[function] preprocess_dataframe() - P3chys/textmining GitHub Wiki
Function: preprocess_dataframe()
Purpose
Applies the complete text preprocessing pipeline to an entire DataFrame column, efficiently processing multiple reviews at once while preserving the original data structure.
Syntax
preprocess_dataframe(df, text_column='review_body', new_column='processed_text',
remove_stops=True, stem=False, lemmatize=True,
extra_stopwords=None, keep_sentiment_words=True)
Parameters
| Parameter | Type | Default | Description |
|---|---|---|---|
df |
pandas.DataFrame | Required | DataFrame containing review data |
text_column |
str | 'review_body' | Name of column containing raw text to process |
new_column |
str | 'processed_text' | Name for new column storing processed tokens |
remove_stops |
bool | True | Whether to remove stopwords |
stem |
bool | False | Whether to apply stemming |
lemmatize |
bool | True | Whether to apply lemmatization |
extra_stopwords |
list/set or None | None | Additional custom stopwords |
keep_sentiment_words |
bool | True | Whether to preserve sentiment-bearing stopwords |
Returns
- Type: pandas.DataFrame
- Content: Copy of original DataFrame with two new columns:
new_column: List of processed tokens for each review'processed_text_string': Space-joined string version of tokens
Processing Workflow
- DataFrame Duplication: Creates copy to preserve original data
- Batch Processing: Applies
preprocess_text()to each row via.apply() - Token Storage: Stores processed tokens as lists in new column
- String Conversion: Creates readable string version for easy inspection
Data Structure Output
Original DataFrame:
| review_id | review_body | star_rating |
|-----------|------------------------------|-------------|
| 1 | "This product is amazing!" | 5 |
| 2 | "Not worth the money" | 2 |
After Processing:
| review_id | review_body | star_rating | processed_text | processed_text_string |
|-----------|--------------------------|-------------|--------------------------|------------------------------|
| 1 | "This product is amazing!" | 5 | ['product', 'amazing'] | "product amazing" |
| 2 | "Not worth the money" | 2 | ['not', 'worth', 'money'] | "not worth money" |
Usage Examples
# Basic usage on standard column
df_processed = preprocess_dataframe(df)
# Custom column names
df_processed = preprocess_dataframe(
df,
text_column='review_headline',
new_column='processed_headline'
)
# Domain-specific preprocessing
ecommerce_stops = ['amazon', 'product', 'item', 'seller', 'purchase']

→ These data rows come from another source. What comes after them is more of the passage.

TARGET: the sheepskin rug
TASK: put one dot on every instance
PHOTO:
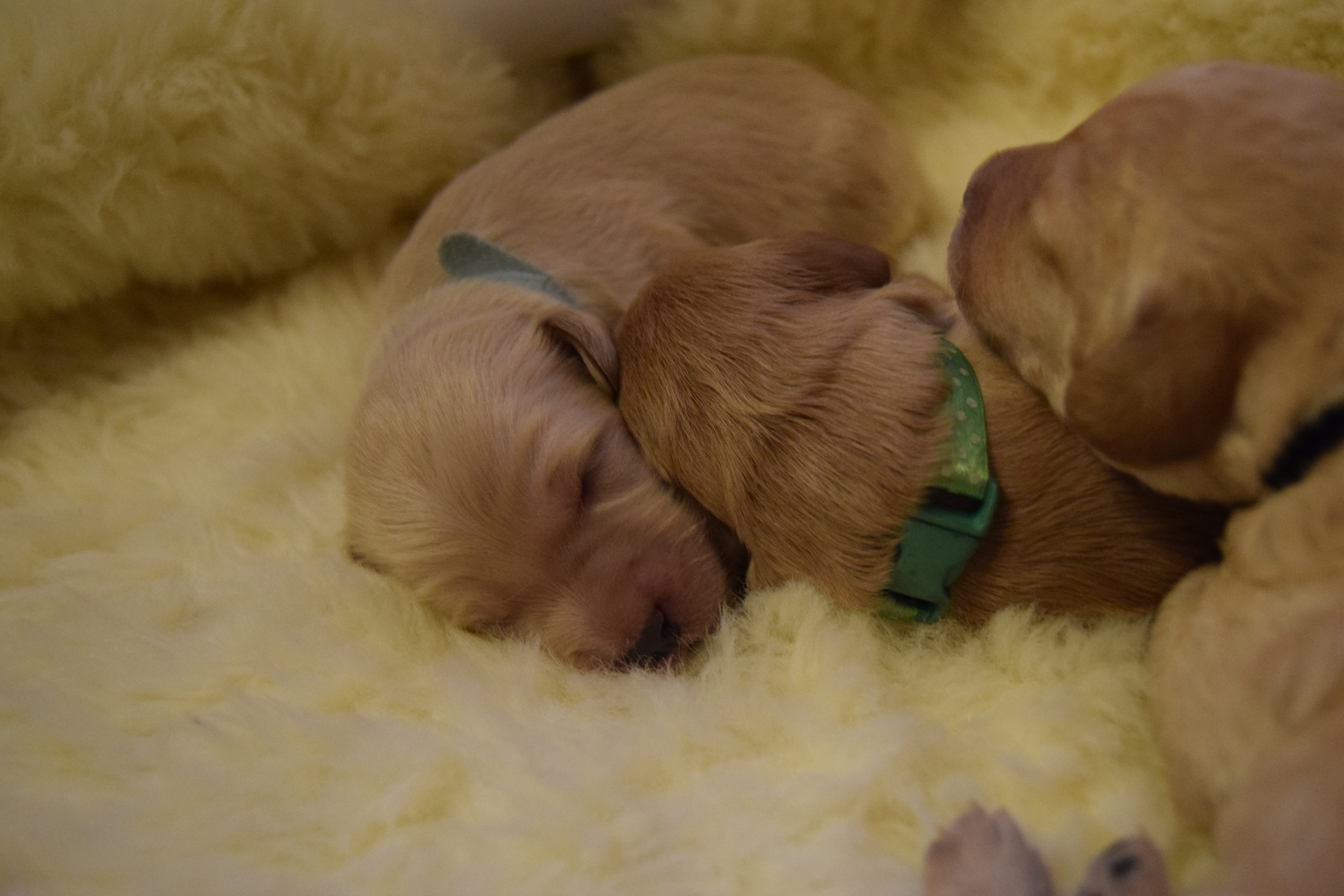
(201, 695)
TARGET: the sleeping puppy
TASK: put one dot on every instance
(798, 396)
(1171, 277)
(489, 468)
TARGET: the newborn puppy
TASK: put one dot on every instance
(795, 393)
(1171, 277)
(489, 468)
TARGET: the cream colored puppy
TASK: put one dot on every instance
(1171, 276)
(489, 467)
(799, 396)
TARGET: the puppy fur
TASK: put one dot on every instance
(489, 468)
(1170, 276)
(795, 393)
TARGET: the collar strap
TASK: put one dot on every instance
(1310, 444)
(467, 257)
(946, 531)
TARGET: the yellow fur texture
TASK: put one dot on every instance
(201, 694)
(185, 143)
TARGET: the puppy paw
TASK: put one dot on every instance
(984, 855)
(1128, 868)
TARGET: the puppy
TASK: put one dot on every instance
(1171, 277)
(489, 468)
(795, 393)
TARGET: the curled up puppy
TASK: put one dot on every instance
(802, 396)
(489, 468)
(1171, 277)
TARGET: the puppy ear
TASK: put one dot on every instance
(591, 340)
(1163, 392)
(830, 264)
(925, 299)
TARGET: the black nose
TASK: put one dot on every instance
(658, 641)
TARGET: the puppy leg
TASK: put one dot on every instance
(1283, 831)
(1128, 868)
(984, 855)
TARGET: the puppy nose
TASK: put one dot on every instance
(658, 641)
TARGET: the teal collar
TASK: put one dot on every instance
(467, 256)
(948, 527)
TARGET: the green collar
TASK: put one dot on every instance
(467, 256)
(950, 526)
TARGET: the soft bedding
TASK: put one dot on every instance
(201, 694)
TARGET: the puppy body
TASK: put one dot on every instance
(796, 396)
(489, 467)
(1170, 276)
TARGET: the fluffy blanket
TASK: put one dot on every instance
(200, 694)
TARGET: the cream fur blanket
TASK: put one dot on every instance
(198, 694)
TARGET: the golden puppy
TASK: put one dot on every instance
(796, 394)
(489, 468)
(1171, 276)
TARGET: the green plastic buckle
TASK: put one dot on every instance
(947, 530)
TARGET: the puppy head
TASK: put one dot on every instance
(791, 389)
(490, 471)
(1167, 275)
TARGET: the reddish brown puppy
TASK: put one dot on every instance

df_processed = preprocess_dataframe(
df,
extra_stopwords=ecommerce_stops,
keep_sentiment_words=True
)
# Speed-optimized processing
df_processed = preprocess_dataframe(
df,
stem=True,
lemmatize=False,
remove_stops=True
)
# Minimal preprocessing for special analysis
df_processed = preprocess_dataframe(
df,
remove_stops=False,
lemmatize=False,
new_column='minimal_processed'
)
Memory and Performance Considerations
Memory Usage:
- Creates full copy of DataFrame
- Stores both token lists and string versions
- Memory requirements: ~3x original DataFrame size
Processing Time:
- Linear with DataFrame size
- Each row processed independently
- Time complexity: O(n) where n = number of rows
Optimization Strategies:
# Process in chunks for large datasets
def process_large_dataframe(df, chunk_size=1000):
processed_chunks = []
for i in range(0, len(df), chunk_size):
chunk = df.iloc[i:i+chunk_size]
processed_chunk = preprocess_dataframe(chunk)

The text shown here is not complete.